Citaat: ‘Veenmosorchis is, in tegenstelling tot de meeste andere soorten, dit jaar minder aangetroffen dan de voorgaande karteerperiode (2006-2009). Voor Veenmosorchis geldt dat deze soort waarschijnlijk op verschillende plaatsen gemist is. Deze soort is zeer moeilijk waarneembaar en verschillende oude groeiplaatsen waren voor half juli, en dus het bezoek voor deze soort, al gemaaid.’
De onderzoekers waren dus te laat in het gebied om de soort overal goed in kaart te brengen. Bij de Groenknolorchis voeren de onderzoekers twee oorzaken aan voor de daling van het aantal waargenomen exemplaren. In de eerste plaats concluderen de onderzoekers: ‘Hoewel deze soort op veel plagplaatsen nieuw is verschenen, lijkt de pioniersoort op verschillende oude groeiplaatsen in de slootkant te zijn verdwenen.’

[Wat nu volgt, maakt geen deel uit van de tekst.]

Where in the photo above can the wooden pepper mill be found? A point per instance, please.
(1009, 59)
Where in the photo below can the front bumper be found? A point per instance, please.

De onderzoekers leggen hier uit dat bij veroudering van veengebieden de groeiplaatsomstandigheden afnemen. Door beheermaatregelen zoals afplaggen hou je als beheerder de plant in het natuurgebied. In plaats van stikstofdepositie lijkt hier gebrek aan beheer dan een reden te kunnen zijn. Maar daar maken de onderzoekers geen melding van. Hun uiteindelijke conclusie stelt de natuurbeheerder gerust, want er lijkt sprake te zijn van een ‘karteereffect’. In 2019 is het hele gebied in één keer gekarteerd en behorende bij het rapport van 2009 is een bundeling van inventarisaties gedaan van 2006 tot en met 2009. In het hoofdstuk waarin ze de karteringen vergelijken staat: 'Groenknolorchis lijkt gelijk gebleven'.
Kwalijk
De conclusie op basis van deze intensieve inventarisaties is dus dat de orchideeën in ieder geval in 2019 nog niet uitgestorven waren. Een recentere kartering is er niet. De aantallen zijn volgens de deskundigen gelijk gebleven over een periode dat er diverse boerenbedrijven hun deuren sloten rondom en in het gebied. Het is dus zeer onwaarschijnlijk dat er anno 2025 geen orchideeën meer voor zouden komen, laat staan dat de hoge stikstofdepositie daar een rol in speelt. Het is eigenlijk best kwalijk dat Natuurmonumenten daarmee schermt en dat een verslaggever dat gewoonweg aanneemt. Hier mag wat mij betreft best wat vaker tegen geageerd worden.